The proposal now includes up to 50 MW of utility-scale solar, 2 MW of community solar, battery storage, an agricultural hub and training center, all paired with plans to hire locally and create partnerships with the community. The Houston project continues to progress, and the city has since agreed to a lease on the site and selected a development team to design and build the project.

This will greatly energize the community. Landfill site reuse brings temporary construction jobs, permanent operations and maintenance jobs to underutilized sites. This not only boosts the local economy, but also provides a benefit to the local businesses that support these employees. The Sunnyside project is expected to create 600 jobs. Our research shows that installing solar power in all 2,134 closed landfills in Texas would generate more than 300,000 jobs.

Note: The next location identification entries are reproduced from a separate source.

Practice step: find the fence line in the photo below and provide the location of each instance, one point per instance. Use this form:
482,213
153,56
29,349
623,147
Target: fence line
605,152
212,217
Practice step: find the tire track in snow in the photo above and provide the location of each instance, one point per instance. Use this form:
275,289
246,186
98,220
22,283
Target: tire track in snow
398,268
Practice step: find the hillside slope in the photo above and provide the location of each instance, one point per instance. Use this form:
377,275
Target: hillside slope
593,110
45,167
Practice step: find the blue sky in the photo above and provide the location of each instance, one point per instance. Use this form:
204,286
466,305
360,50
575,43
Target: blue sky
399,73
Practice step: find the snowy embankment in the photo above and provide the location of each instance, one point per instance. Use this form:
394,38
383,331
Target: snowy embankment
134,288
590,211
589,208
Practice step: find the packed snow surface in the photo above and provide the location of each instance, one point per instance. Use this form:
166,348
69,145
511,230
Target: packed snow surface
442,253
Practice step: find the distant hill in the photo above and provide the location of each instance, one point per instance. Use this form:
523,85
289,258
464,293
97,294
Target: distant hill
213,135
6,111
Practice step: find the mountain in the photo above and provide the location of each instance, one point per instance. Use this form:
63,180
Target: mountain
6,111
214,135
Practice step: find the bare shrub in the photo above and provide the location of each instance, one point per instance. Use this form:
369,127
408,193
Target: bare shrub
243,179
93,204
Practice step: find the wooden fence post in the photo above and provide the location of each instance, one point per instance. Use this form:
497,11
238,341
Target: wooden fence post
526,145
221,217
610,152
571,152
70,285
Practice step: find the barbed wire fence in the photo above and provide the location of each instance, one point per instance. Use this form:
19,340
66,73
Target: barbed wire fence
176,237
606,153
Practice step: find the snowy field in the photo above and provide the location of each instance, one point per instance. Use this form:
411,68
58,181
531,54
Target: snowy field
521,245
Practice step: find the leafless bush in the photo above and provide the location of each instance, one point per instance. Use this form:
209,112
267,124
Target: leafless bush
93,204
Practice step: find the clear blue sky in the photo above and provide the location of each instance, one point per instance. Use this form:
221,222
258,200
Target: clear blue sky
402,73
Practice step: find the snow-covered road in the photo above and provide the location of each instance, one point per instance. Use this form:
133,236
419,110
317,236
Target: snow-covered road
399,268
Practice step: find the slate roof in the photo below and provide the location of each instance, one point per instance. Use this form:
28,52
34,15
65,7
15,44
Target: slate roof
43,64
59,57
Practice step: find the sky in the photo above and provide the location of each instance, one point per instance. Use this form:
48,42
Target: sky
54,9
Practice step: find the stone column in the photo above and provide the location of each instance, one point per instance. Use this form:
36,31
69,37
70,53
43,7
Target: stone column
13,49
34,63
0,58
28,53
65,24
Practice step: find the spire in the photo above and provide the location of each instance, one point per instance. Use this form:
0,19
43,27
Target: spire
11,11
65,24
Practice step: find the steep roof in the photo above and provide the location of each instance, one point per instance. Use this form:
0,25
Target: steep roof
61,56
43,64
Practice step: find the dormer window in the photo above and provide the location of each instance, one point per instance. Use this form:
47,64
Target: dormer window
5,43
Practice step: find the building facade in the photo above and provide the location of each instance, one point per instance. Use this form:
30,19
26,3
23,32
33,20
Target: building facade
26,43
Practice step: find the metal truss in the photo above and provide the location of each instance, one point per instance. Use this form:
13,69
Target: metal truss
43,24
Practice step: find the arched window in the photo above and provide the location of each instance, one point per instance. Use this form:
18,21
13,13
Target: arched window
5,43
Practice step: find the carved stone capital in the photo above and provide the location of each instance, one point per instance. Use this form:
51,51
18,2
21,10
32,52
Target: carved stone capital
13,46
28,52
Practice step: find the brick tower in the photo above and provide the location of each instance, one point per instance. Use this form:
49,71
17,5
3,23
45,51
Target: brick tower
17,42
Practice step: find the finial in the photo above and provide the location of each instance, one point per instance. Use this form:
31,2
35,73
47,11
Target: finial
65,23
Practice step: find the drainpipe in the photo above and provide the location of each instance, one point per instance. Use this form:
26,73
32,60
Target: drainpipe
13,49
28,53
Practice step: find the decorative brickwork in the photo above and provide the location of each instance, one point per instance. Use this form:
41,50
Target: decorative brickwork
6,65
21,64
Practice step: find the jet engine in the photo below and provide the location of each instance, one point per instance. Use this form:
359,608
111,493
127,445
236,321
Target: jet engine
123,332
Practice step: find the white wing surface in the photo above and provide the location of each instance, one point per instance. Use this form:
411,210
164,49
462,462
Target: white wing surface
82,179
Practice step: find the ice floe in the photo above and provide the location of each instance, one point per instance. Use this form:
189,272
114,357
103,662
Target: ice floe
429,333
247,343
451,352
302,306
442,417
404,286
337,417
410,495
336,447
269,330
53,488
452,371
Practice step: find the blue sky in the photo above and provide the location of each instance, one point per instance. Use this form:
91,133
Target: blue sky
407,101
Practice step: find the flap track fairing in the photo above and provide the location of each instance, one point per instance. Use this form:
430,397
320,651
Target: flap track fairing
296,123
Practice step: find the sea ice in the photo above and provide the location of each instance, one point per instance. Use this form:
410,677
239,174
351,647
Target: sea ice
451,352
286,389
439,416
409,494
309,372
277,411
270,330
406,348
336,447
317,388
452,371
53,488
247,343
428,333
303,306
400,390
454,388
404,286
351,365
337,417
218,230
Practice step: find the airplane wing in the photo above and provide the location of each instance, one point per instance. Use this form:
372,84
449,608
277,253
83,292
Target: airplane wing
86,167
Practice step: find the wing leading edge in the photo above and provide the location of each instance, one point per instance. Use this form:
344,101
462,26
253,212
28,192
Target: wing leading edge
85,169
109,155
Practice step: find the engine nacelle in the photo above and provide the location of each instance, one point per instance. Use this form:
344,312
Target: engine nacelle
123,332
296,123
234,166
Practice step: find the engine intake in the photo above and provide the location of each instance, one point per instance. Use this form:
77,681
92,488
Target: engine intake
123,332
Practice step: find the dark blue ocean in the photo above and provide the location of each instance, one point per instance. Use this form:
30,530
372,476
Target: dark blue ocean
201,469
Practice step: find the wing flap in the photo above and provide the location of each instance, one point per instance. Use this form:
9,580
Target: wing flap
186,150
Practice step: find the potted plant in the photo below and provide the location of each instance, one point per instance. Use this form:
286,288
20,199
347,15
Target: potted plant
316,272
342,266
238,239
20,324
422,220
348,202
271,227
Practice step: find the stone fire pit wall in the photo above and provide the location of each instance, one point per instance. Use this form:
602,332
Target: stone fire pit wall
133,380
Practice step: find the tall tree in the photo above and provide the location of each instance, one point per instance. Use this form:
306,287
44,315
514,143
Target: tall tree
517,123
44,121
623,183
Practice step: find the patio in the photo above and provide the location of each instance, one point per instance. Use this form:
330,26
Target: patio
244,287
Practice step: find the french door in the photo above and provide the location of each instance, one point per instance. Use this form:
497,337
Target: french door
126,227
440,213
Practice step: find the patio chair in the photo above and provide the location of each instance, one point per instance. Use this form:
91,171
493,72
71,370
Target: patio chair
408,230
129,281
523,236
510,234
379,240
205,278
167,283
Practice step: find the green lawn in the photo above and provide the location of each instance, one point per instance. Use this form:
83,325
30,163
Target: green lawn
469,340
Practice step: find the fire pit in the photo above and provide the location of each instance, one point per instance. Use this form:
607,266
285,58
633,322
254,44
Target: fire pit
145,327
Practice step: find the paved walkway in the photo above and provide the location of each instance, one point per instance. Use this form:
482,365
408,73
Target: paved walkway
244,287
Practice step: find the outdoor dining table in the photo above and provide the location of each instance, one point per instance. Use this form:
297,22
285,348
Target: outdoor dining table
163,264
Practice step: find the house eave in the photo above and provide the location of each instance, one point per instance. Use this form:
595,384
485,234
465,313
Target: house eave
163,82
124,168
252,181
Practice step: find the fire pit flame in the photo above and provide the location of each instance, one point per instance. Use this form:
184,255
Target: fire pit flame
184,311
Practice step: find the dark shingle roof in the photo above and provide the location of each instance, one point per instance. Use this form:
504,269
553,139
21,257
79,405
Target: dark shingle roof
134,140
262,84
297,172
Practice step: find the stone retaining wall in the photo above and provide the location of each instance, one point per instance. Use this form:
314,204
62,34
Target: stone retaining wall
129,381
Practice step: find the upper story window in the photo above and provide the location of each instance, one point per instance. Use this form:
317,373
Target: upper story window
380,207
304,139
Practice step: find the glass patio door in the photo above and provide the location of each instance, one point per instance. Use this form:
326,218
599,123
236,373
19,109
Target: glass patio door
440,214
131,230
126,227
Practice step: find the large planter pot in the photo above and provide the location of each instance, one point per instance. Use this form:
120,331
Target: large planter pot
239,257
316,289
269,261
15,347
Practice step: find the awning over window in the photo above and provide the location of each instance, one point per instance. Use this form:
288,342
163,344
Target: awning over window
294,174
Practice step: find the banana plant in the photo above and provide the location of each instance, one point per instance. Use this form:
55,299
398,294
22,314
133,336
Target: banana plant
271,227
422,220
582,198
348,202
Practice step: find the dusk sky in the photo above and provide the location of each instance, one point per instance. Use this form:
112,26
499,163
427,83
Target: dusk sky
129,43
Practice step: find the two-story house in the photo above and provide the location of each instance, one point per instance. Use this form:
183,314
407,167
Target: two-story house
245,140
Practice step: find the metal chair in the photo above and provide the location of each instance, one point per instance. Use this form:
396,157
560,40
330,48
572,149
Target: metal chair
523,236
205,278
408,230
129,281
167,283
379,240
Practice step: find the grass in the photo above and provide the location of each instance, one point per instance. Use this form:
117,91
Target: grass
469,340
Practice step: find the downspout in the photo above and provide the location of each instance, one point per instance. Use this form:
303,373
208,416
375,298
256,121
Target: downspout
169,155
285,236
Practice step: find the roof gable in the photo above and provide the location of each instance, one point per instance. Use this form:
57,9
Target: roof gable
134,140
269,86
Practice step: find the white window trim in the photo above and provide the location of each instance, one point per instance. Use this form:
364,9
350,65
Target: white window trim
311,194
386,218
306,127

Community members at Sunnyside are excited about the project. “My family has called Sunnyside Home several generations ago, and I am glad I will continue the work my father started in building this community,” said Rodney Jones, Sunnyside TIRZ (Tax Reinvestment District) 26 Chair. “The fact that the largest urban solar farm in the country is located in Sunnyside speaks to the way our assets are now being understood by foundations and investors across the board. We hope this becomes an example of historically disadvantaged communities becoming sustainable solutions.”

How to ensure a bright future for landfills

in a The future of landfills is bright, describe how states and local governments can encourage solar energy for landfills through policies and incentives. We include lessons learned from governments that have experimented and refined their policies, incentive structures, and best practices over the past decade. Our findings, analyzes, and research should provide clarity and guidance to elected officials, policy makers, planners, developers and communities about how solar power for landfills can be part of a broader clean energy and land use strategy for ambitious community-wide environmental sustainability. justice goals.

As with the Sunnyside project in Houston, installing solar energy in landfills can stimulate local renewable energy generation, job growth, and revitalize the community without sacrificing existing green spaces or parks. Scaling this to more than 10,000 closed and inactive landfills across the country is beneficial to both communities and the climate. According to Curran, “The potential for safe replication of this concept is enormous.”